One of my areas of interest is how commercial video games – not the educational efforts you remember playing on the BBC Micro at school, but the big “triple A” commercial releases such as Civilization and Assassin’s Creed – have already helped make us better-educated, well-rounded people. For this view to be accepted, however, it often feels as though the image of video games, and that of the people who play them, must first be defended, and explained.
My office colleagues, for example, provide some not inconsiderable evidence for the defence, and certainly don’t fit the image of the borderline sociopathic, culturally myopic Neanderthals so often associated with “gamers” in the media, and in the eyes of deluded, corrupt politicians. In an office of four, three of us are men (or, at least, very large boys) in our thirties, who have grown up with video games. Like the current generation of ‘digital natives’, for whom Google, Wikipedia and Facebook are part of the furniture, our generation is arguably that of the ‘gaming native’.

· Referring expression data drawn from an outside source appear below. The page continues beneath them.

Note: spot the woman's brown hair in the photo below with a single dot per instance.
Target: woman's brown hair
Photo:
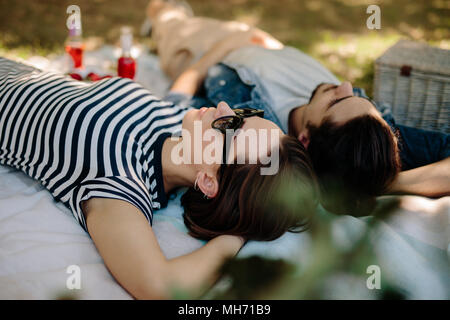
(255, 206)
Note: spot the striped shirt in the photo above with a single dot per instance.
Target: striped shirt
(83, 140)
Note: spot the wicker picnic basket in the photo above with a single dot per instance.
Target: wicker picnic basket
(414, 79)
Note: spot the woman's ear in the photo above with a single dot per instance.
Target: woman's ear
(208, 184)
(303, 137)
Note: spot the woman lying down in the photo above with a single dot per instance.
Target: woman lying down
(106, 151)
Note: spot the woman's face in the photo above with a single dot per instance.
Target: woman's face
(204, 144)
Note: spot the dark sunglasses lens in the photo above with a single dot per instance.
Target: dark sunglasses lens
(226, 123)
(249, 112)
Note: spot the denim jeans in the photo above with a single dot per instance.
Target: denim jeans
(418, 147)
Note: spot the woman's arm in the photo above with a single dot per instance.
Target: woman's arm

Weaned on the Nintendo Entertainment System, Sinclair Spectrum and Acorn Electron – and still playing today on our PS3s, Xbox 360s and Wiis – we’ve pretty much turned out, well, alright. We all hold down jobs in academia and between us have degrees in Law, English, Geology and Information Technology, plus one PhD almost in the bag and another about to begin. We all have partners, children, mortgages and a slight propensity for beer. We’re pretty normal, and officially Not Sociopathic.

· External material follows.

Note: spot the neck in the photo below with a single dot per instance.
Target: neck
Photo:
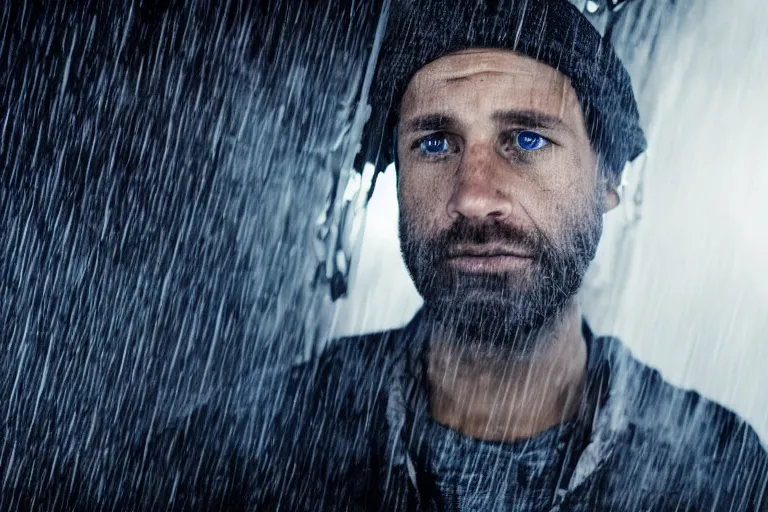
(502, 394)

One of our number, who admits to learning what the Manhattan Project was from Civilization*, is something of an oracle on all things historical and cultural – particularly when it comes to the Classics. He’s also equally comfortable with the idea of decapitating a Goblin Warlord in Oblivion, or shooting a fleeing suspect in the back in L.A. Noire. The second of my officemates, one of the most erudite gentlemen you’ll ever meet, is equally adept at explaining binary translation technologies as he is recounting the bloody demise of some on-screen foe, or contributing to the body of online Dark Souls knowledge. These two sets of skills complement one another: possessing both has not yet resulted in bloody violence spilling over into our research activities.
And what of that fourth colleague, so far unaccounted for? Well, she has learned to tolerate the game-related office chat, and become quite adept at filtering out the admittedly inane discussions that focus on the merits of a +5 Drake Sword versus the +4 Lightning Spear. One could argue that video games, however indirectly, have blessed her with an understanding of the art of selective listening.
* He’s keen to stress that he learned this as a teenager, who shouldn’t necessarily have known the de facto name of the nuclear programme that gave the world atomic bombs.